Poco para un nombre como ellos, aunque no vamos a decir que este abrupto corte sorprenda demasiado, una vez pasado el desconcierto. La historia da señas al respecto: El mismo Cuevas, en un libro-entrevista publicado en México, reconoció que el primer quiebre definitivo de La Ley devino del distanciamiento entre integrantes, el desequilibrio en el trabajo, el carácter de «proyecto personal» que la banda había tomado, y la fatiga que en la estructura interna supuso el tenerlo a él como líder sin contrapeso, tanto en lo creativo como en lo gerencial.

Según se desprende de sus palabras, era el cantante quien dictaba, mientras los demás acataban. «Había mucho descontento por parte de Pedro, porque a lo mejor él quería meter más cosas, pero su musicalidad no tenía mucho que ver con el concepto que habíamos conseguido en La Ley», aseguró Cuevas.
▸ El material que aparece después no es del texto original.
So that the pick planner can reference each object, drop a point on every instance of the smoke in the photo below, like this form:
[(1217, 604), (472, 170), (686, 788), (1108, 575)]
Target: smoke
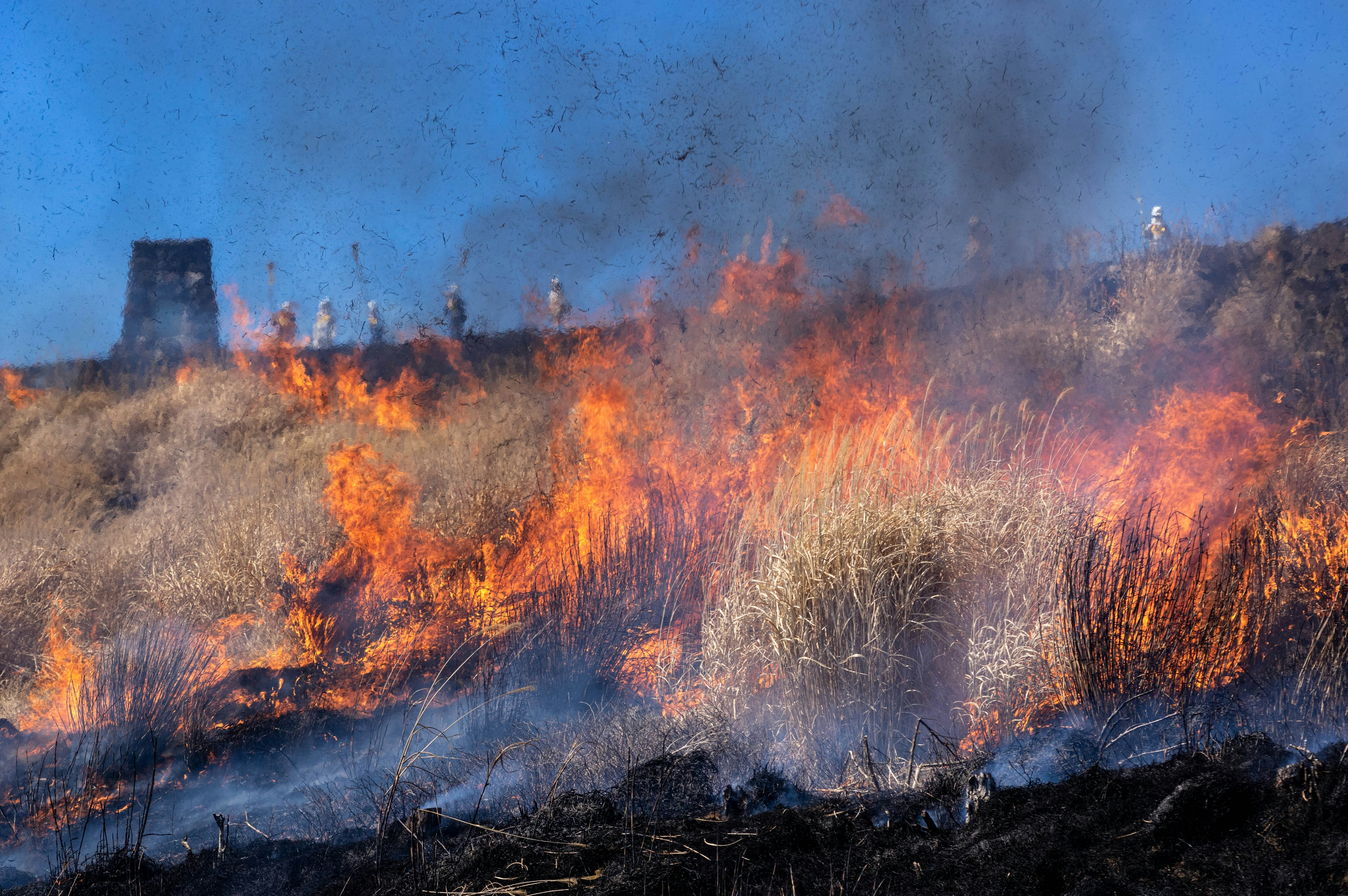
[(502, 146)]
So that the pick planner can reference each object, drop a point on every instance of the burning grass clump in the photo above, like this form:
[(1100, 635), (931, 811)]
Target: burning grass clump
[(890, 568)]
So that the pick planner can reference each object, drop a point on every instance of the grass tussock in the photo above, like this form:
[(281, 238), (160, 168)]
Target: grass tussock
[(894, 573)]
Tras el último show de 2005 el guitarrista agarró sus cosas y desapareció sin despedirse del líder.

¿Pudo ello aflorar ahora? Aquello de «la vida nos separa» parece dejarlo entre líneas, y no sería de extrañar. Porque La Ley, ya desde fines de los 90, funcionaba como una compañía más que como una banda, y el mismo análisis de su discografía así lo deja entrever. Más que hacer canciones para volar cabezas, volcar tormentos, exponer momentos vitales, reflejar la explosión de una energía colectiva o generar culto en una comunidad, el trío que terminó haciendo uso del nombre parecía tener sus objetivos puestos en ganar Grammys, ser portada de revistas, acaparar flashes, trepar en rankings y llegar a las radios con rotación asegurada. La música no parecía ser el fin, sino el medio (y en este mercado, sabemos, su calidad tampoco es estrictamente relevante).

De ahí el progresivo olor a fórmula, el apuro en el single «Olvidar» y el cover de «Wicked Game» («Sin ti»), los aires maroonfivescos de «Ya no estás» y el olvido rápido al que pasó el disco Adaptación.

Esto no es esencialmente condenable. Es el esquema que impera entre muchos de los artistas que dominan la industria y, más allá de las narices arriscadas entre algunos de los que se dicen conocedores, funciona. Pero en un grupo está el riesgo de transformar aquello en una olla a presión, en una corriente que satisface a unos y frustra a otros, hasta terminar en cortocircuito. Y sobre todo en bandas reunidas, donde se busca que primen los ambientes descomprimidos, ajenos a los vicios de la primera edad.

No contenta el nuevo quiebre de La Ley, sobre todo porque siempre se vio en ellos el potencial para ir más allá y tapar cuanta boca se abriera en el camino. Ahí están discos como Doble Opuesto e Invisible para corroborarlo, con canciones que (quedó demostrado en Viña 2014) más de 20 años después continúan distinguiéndolos en el firmamento latino y local. Tanto, que no se pierde la esperanza de verlos retomar esa moral en el futuro, tal vez con Coty Aboitiz y Luciano Rojas en la alineación, y con las lecciones de este retorno semi fallido bien sacadas en limpio.

A fin de cuentas, la historia de la conquista territorial, la fama y los galardones ya la tienen más que contada. Liberados de esa mochila, la música que sigue fluyendo bajo los flashes y los conflictos tal vez pueda volver a aflorar en todo su esplendor.